Размер шрифта
-
+

Любовь на острове - стр. 21

— Здорово, что мы туда пошли. Я в восторге, — Ира активно работала ложкой над супом из говяжьих хвостов, — тебе не очень понравилось?

— Ну, так, — я ждала кесадилью с курицей, потягивая из трубочки авокадо смузи.

— Слушай, я ведь сегодня окончательно простила отца. У меня не осталось никаких обид.

— Бросил вас? — я спросила лишь для поддержания разговора.

Развод моих родителей давно меня не трогал. Мне кажется, мать и родила меня, чтобы удержать папашу, но из этого всё равно ничего не вышло. Он ушел, когда мне было лет пять или шесть.

— Но в том дело, что разошлись. Он меня любил, гордился мною, а мать избивал.
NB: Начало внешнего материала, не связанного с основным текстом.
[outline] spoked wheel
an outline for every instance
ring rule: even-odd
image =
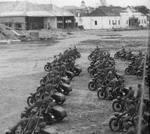
[[[99,99],[105,99],[106,98],[106,92],[103,91],[101,88],[97,91],[97,96]]]
[[[122,110],[123,110],[123,106],[118,101],[113,102],[112,108],[113,108],[114,112],[122,112]]]
[[[120,130],[120,124],[117,118],[113,117],[109,121],[109,127],[112,131],[118,132]]]
[[[95,85],[95,83],[92,82],[92,81],[89,82],[88,88],[89,88],[90,91],[95,91],[95,90],[96,90],[96,85]]]
[[[34,99],[31,96],[29,96],[27,98],[27,104],[28,104],[28,106],[32,106],[34,103],[35,103]]]
[[[46,72],[49,72],[49,70],[50,70],[49,66],[48,66],[48,65],[45,65],[45,66],[44,66],[44,70],[45,70]]]
[[[130,75],[130,73],[131,73],[131,72],[130,72],[130,69],[129,69],[129,68],[126,68],[126,69],[125,69],[125,74],[126,74],[126,75]]]

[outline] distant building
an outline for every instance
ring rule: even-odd
[[[72,28],[72,13],[51,4],[29,2],[0,2],[0,23],[14,29]]]
[[[115,29],[147,27],[147,16],[132,7],[101,6],[87,15],[76,17],[78,26],[84,29]]]

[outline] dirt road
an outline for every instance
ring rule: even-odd
[[[87,88],[90,80],[87,74],[90,51],[96,45],[108,49],[113,54],[122,45],[133,50],[145,50],[147,31],[83,31],[74,32],[64,39],[51,42],[0,45],[0,133],[14,125],[26,106],[29,93],[36,90],[40,78],[45,75],[43,66],[55,54],[77,45],[82,54],[77,63],[83,72],[72,82],[73,92],[64,104],[68,117],[47,129],[60,134],[111,133],[108,118],[112,113],[110,101],[99,101],[96,92]],[[135,48],[136,47],[136,48]],[[127,62],[116,61],[117,69],[123,74]],[[140,82],[134,76],[126,76],[126,85],[136,87]]]

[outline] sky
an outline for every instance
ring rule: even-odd
[[[25,0],[0,0],[0,1],[25,1]],[[80,6],[81,0],[26,0],[35,3],[53,3],[57,6]],[[87,6],[97,6],[100,5],[100,0],[84,0]],[[137,6],[137,5],[145,5],[150,8],[150,0],[106,0],[107,5],[115,5],[115,6]]]

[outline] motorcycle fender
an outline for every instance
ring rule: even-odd
[[[90,83],[90,82],[94,82],[94,79],[91,79],[91,80],[89,81],[89,83]]]

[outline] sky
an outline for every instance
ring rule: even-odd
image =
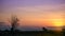
[[[64,25],[65,0],[0,0],[0,22],[16,15],[21,26]]]

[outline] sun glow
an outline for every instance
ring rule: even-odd
[[[63,26],[63,20],[62,19],[53,19],[52,22],[55,26]]]

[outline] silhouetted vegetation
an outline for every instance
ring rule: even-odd
[[[46,28],[42,28],[43,31],[20,31],[16,30],[17,26],[17,17],[13,16],[11,18],[11,30],[1,31],[0,30],[0,36],[64,36],[65,35],[65,29],[63,29],[62,32],[55,32],[48,30]]]

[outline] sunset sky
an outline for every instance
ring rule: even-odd
[[[23,26],[64,25],[65,0],[0,0],[0,22],[16,15]]]

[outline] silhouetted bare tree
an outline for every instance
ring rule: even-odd
[[[17,22],[18,22],[17,17],[12,16],[12,18],[11,18],[11,25],[12,25],[11,31],[15,31],[15,29],[17,28],[17,24],[18,24]]]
Сказал, если с ней останется, то убьёт. Я с восьми лет поняла, что любить отца и мать надо отдельно. Для меня это не было проблемой.

— Сознательная девчонка.

Принесли мою кесадилью, я начала разрезать её на кусочки, хотя можно было есть руками.

— Я вообще-то про другой случай, когда отец меня чуть не… ну, того…

— В смысле?

Градус интереса к истории новоиспечённой подруги резко повысился. Я перестала жевать, в то время как Ира с аппетитом уминала жареный рис с морепродуктами.

— Отец как-то пришёл ко мне домой подшофе, я тогда уже отдельно жила. Стоим в коридоре, уже вечер, я свет включила. И отец начал меня подталкивать в комнату к дивану. В комнате темно, он на этот диван завалил меня и давай руками по телу шарить, правда, одежду не срывал. Я отбилась и в коридор. Он меня ещё два раза на диван укладывал, я начала ругаться и всё-таки выпроводила его.

— Сильно испугалась?

— Самое удивительное, что не испугалась. Это же родной отец. Да и мне уже лет девятнадцать было. А сегодня в храме вдруг вспомнила этот случай и окончательно простила его.

Мне вспомнился мерзкий хмырь, когда он, схватив меня за руку, сжал мою ладонь на своём члене через спортивные штаны. Страшно, омерзительно. Жутко от осознания собственной беспомощности. Тогда я тоже отбилась.

— Вообще, отец по натуре садист, лупил мать почем зря, считал, что она мою младшую сестру от брата нагуляла. Его отец такой же был, по бабам шлялся и мать бил, а она уже детей колошматила. Терпеть не могла, когда ребёнок орал, с ума сходила.

— У тебя родня, хоть книги пиши.

— Бабка-то не просто с ума от детского крика сходила. Говорят, её мать – моя прабабка заставила её – свою дочь новорожденного братишку на мороз вынести, чтоб помер. Представь, как ребёнок кричал на морозе.

Кусок застрял в горле. Рука зависла над вафлями, которые здесь вкусно готовили, и я всегда заказывала.

— Это в деревне было?

— Да. Такие нравы. У них в селе один мужик своего новорожденного из двойни вынес во двор и закопал в земле, а старший брат увидел, откопал и принёс домой. Ребёнок тот выжил. Потом брат всегда над ним коршуном стоял, оберегал.

Из глаз непроизвольно брызнули слёзы, я отодвинула тарелку с вафлями в сторону, мороженое в вазочке растаяло окончательно.

— И как с этим жить? Ребёнку, который знал, что отец его похоронил. Брату, который видел этот ужас. Матери, которая это позволила…

Ира пожала плечами, сделала глоток кофе.

— Думаю, старшему брату легче всего. Он ведь спас младенца, его совесть чиста.

— Совесть – да, а отношение к родителям? Простить их? — мой голос стал ломким, я вытерла слёзы.

— Кто сможет, тот простит. Можно твою вафлю попробовать?